15 PANDEMIC EXPEC PHAGE-RESISTERS ARE PREDICTABLE AND ATTENUATED

Keiko Salazar*, Li Ma, Sabrina I. Green, Justin R. Clark, Austen L.Terwilliger, Jacob J. Zulk, Robert F. Ramig, Anthony W. Maresso (Breakout Room, GS12)

*Graduate Student, Baylor College of Medicine/IMBS/MVM

Extraintestinal pathogenic E. coli (ExPEC), often multidrug-resistant (MDR), is a leading cause of urinary and systemic infections. The crisis of emergent MDR pathogens has led some to propose as a therapeutic. However, bacterial resistance to phage is a crucial blockade that we must understand to overcome. Here we demonstrate that E. coli sequence type (ST) 131, a currently circulating pandemic strain of E. coli, rapidly develops resistance to ϕHP3, a phage often employed in phage efficacy and animal infection studies. Whole genome sequencing of the resisters revealed truncations in genes involved in LPS biosynthesis, the outer membrane transporter ompA, or both; implicating them as receptors for this phage. Interestingly, resisters were attenuated in blood and demonstrated decreased virulence in a murine model of E. coli systemic infection. We also developed a novel chemostat system which we used to generate an evolved phage isolate with restored infectivity in all LPS-truncated resisters. Our findings suggest that although resistance of pathogenic E. coli to our phage is inevitable, it comes at a fitness cost in its mammalian host, and new phage variants can be readily isolated by directed evolution.

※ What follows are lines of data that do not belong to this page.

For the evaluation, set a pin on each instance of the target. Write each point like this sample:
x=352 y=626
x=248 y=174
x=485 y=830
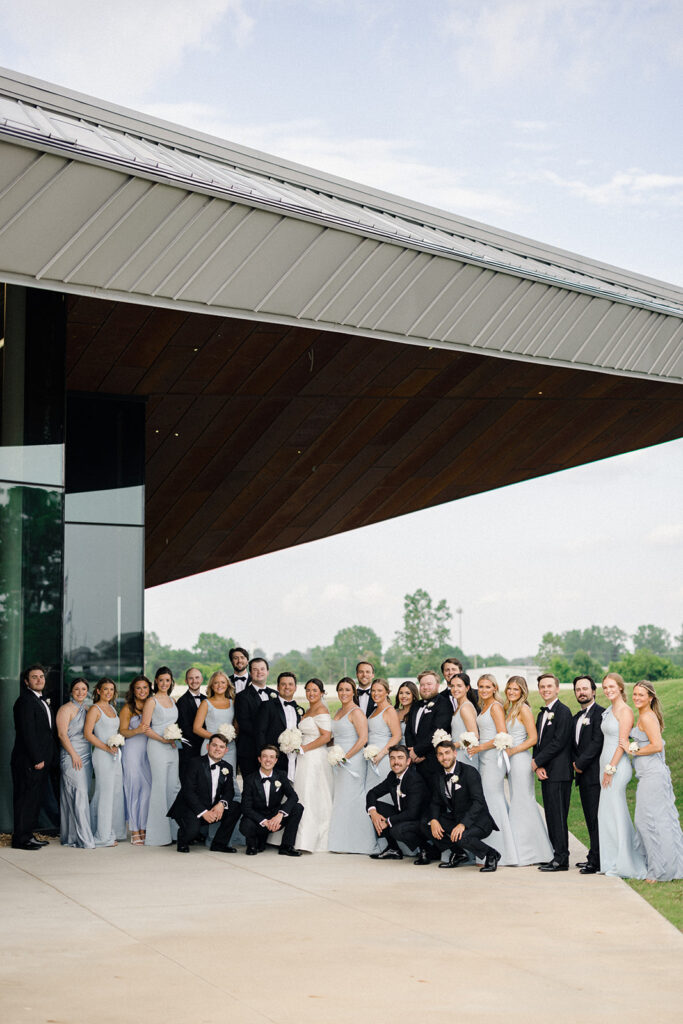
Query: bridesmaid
x=350 y=828
x=76 y=765
x=313 y=781
x=657 y=826
x=217 y=710
x=383 y=731
x=101 y=722
x=493 y=769
x=136 y=771
x=620 y=851
x=528 y=829
x=464 y=717
x=408 y=694
x=160 y=712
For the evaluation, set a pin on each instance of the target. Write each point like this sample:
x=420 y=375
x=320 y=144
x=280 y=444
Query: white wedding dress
x=313 y=784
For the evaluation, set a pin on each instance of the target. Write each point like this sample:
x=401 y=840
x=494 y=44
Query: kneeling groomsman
x=397 y=821
x=268 y=805
x=207 y=795
x=459 y=818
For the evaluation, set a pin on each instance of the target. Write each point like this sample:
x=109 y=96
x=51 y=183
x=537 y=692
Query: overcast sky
x=555 y=119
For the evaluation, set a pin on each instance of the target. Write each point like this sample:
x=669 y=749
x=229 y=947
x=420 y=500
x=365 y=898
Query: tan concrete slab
x=146 y=935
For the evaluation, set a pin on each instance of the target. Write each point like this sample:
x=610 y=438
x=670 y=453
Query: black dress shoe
x=491 y=863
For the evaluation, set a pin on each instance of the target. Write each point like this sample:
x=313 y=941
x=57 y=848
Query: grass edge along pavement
x=666 y=897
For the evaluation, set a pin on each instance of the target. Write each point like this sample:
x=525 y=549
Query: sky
x=558 y=120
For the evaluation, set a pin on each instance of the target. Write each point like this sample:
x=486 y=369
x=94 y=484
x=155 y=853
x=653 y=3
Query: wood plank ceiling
x=261 y=436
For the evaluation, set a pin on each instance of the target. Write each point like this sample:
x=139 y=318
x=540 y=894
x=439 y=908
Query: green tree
x=651 y=638
x=425 y=628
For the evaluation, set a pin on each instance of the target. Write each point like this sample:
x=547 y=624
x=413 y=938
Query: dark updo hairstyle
x=163 y=671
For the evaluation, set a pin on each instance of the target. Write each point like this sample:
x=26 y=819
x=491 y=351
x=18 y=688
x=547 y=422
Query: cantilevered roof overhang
x=99 y=201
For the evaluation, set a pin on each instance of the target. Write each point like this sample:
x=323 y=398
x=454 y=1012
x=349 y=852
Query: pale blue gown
x=457 y=729
x=528 y=827
x=136 y=777
x=379 y=734
x=108 y=818
x=657 y=825
x=75 y=788
x=493 y=771
x=621 y=853
x=350 y=827
x=165 y=784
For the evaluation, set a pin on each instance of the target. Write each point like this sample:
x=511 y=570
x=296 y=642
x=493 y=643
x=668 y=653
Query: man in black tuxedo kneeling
x=459 y=818
x=207 y=795
x=268 y=805
x=397 y=820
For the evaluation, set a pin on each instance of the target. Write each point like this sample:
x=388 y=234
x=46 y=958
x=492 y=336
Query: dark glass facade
x=72 y=526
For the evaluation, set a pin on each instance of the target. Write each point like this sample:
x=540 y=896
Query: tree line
x=650 y=652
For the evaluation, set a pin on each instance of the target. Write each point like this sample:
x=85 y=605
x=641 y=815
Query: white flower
x=290 y=740
x=439 y=736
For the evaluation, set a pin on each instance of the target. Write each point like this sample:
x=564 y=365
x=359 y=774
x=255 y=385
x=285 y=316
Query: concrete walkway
x=135 y=934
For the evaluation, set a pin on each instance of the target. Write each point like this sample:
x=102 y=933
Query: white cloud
x=114 y=50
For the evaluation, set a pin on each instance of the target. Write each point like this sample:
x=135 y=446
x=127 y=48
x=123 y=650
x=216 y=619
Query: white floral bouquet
x=336 y=756
x=226 y=731
x=174 y=733
x=290 y=740
x=439 y=736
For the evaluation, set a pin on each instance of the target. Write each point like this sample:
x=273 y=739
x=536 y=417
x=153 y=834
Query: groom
x=207 y=795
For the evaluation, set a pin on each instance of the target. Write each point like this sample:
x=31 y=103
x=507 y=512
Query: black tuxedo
x=553 y=752
x=34 y=742
x=270 y=723
x=247 y=709
x=586 y=756
x=436 y=715
x=187 y=709
x=406 y=809
x=195 y=797
x=371 y=704
x=461 y=803
x=255 y=808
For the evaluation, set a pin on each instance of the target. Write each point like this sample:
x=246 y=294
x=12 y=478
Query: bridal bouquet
x=174 y=732
x=226 y=731
x=439 y=736
x=290 y=740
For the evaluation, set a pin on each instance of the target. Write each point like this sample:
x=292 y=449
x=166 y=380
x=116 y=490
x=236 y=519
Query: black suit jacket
x=282 y=798
x=553 y=751
x=34 y=735
x=413 y=801
x=586 y=753
x=195 y=795
x=466 y=805
x=186 y=711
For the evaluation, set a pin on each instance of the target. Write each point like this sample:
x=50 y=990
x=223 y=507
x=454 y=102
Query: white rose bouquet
x=290 y=740
x=226 y=731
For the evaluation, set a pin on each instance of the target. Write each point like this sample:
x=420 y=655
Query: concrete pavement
x=137 y=934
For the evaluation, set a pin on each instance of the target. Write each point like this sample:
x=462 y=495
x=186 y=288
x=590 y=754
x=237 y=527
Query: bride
x=313 y=775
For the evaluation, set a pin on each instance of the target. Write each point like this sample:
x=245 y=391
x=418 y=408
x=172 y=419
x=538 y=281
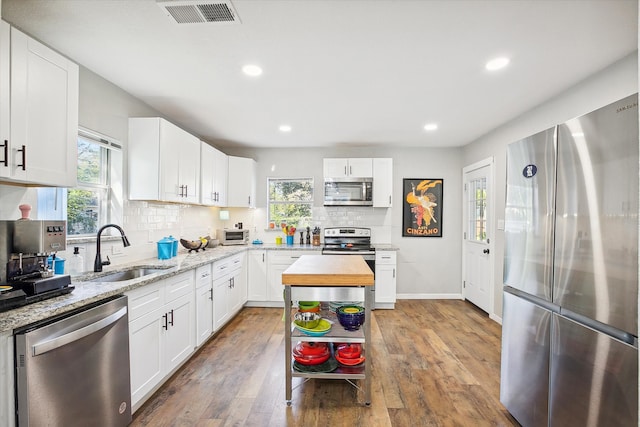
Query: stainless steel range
x=350 y=241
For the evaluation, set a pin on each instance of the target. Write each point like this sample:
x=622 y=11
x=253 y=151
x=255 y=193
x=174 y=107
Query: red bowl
x=349 y=351
x=311 y=348
x=350 y=362
x=305 y=360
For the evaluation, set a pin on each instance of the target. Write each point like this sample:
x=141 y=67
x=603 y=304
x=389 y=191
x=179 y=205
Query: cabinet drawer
x=221 y=268
x=203 y=276
x=144 y=300
x=385 y=257
x=287 y=257
x=235 y=262
x=179 y=285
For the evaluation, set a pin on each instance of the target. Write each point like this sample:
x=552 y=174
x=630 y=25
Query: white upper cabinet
x=340 y=168
x=213 y=170
x=382 y=182
x=241 y=183
x=38 y=112
x=164 y=162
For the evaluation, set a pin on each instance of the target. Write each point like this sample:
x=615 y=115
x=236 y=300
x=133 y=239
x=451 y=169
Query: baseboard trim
x=429 y=296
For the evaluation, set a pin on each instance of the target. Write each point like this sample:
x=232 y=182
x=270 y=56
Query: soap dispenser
x=76 y=263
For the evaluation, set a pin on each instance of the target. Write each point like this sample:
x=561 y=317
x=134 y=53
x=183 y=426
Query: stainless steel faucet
x=98 y=263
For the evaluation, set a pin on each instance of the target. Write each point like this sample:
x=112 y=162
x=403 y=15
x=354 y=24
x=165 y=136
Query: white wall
x=428 y=267
x=615 y=82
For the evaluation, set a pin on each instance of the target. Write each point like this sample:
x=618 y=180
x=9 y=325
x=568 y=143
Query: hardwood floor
x=435 y=363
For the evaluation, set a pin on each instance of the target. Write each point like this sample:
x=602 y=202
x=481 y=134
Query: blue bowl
x=349 y=319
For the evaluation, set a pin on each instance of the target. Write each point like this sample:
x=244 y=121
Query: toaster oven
x=233 y=236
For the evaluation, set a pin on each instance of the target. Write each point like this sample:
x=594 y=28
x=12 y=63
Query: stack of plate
x=323 y=327
x=334 y=305
x=309 y=353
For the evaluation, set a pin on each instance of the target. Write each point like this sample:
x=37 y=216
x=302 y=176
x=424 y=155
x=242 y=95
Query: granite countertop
x=87 y=292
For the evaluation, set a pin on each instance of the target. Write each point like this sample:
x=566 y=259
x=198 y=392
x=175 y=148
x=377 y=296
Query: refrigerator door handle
x=616 y=333
x=533 y=299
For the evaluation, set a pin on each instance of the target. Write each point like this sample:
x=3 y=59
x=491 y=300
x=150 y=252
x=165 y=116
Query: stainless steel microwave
x=233 y=236
x=348 y=192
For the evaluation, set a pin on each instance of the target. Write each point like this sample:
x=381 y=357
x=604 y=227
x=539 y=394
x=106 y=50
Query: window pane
x=91 y=160
x=281 y=190
x=478 y=210
x=83 y=210
x=290 y=201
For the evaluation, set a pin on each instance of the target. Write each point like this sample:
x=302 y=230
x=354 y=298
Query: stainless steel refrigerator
x=570 y=317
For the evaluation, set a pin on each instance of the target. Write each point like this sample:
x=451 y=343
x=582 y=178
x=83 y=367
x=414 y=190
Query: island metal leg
x=368 y=297
x=287 y=343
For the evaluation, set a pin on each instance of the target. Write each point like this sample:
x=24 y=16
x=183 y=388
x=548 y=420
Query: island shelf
x=335 y=278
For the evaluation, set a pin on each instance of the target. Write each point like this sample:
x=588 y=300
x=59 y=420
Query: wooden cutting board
x=328 y=270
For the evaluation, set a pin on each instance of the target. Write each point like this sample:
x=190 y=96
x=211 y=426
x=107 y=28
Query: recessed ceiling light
x=252 y=70
x=497 y=63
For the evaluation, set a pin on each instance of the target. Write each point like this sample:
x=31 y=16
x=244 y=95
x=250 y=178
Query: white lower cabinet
x=204 y=304
x=257 y=276
x=229 y=288
x=161 y=332
x=385 y=279
x=279 y=261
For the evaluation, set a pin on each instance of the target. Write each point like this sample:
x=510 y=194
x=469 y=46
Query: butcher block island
x=338 y=283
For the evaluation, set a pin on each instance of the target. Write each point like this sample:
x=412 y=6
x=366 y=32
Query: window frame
x=271 y=202
x=112 y=154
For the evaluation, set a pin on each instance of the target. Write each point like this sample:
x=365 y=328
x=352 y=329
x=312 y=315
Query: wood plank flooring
x=435 y=363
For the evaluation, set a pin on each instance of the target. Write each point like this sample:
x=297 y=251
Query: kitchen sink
x=133 y=273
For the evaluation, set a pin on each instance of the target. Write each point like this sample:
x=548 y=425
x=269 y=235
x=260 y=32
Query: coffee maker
x=25 y=247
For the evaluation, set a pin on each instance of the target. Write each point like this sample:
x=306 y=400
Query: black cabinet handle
x=6 y=153
x=24 y=157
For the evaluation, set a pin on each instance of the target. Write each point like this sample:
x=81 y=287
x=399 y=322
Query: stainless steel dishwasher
x=73 y=370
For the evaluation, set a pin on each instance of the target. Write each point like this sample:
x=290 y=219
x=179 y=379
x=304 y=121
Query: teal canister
x=174 y=246
x=165 y=248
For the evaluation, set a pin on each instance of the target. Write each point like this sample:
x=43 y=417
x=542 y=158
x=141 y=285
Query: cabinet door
x=241 y=182
x=221 y=171
x=145 y=353
x=179 y=333
x=220 y=301
x=335 y=168
x=189 y=168
x=275 y=291
x=257 y=276
x=204 y=314
x=44 y=114
x=207 y=174
x=170 y=140
x=385 y=278
x=5 y=82
x=382 y=183
x=204 y=304
x=360 y=168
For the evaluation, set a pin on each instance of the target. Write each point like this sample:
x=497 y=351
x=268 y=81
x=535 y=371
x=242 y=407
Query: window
x=478 y=210
x=290 y=201
x=89 y=205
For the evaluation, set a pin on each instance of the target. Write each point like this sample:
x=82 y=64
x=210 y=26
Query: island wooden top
x=325 y=270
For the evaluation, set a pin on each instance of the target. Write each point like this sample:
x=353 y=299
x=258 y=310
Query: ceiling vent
x=197 y=12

16 THE ROLE OF THE ACCESSORY GENOME IN ENTEROCOCCAL BACTEREMIA: RESULTS FROM THE VANCOMYCIN-RESISTANT ENTEROCOCCAL BACTEREMIA OUTCOMES STUDY (VENOUS)

Shelby Simar*, Blake Hanson, German Contreras, Katherine C. Reyes, Pranoti Sahasrabhojane, Helina Misikir, An Q. Dinh, Catherine Liu, Yohei Doi, Fernanda Barberis, Lilian Abbo, Maria de los Angeles Spencer, Marcus J Zervos, Samuel L. Aitken, David van Duin, Samuel A. Shelburne, Truc T. Tran, Jose M. Munita, Cesar A. Arias (Breakout Room, GS13)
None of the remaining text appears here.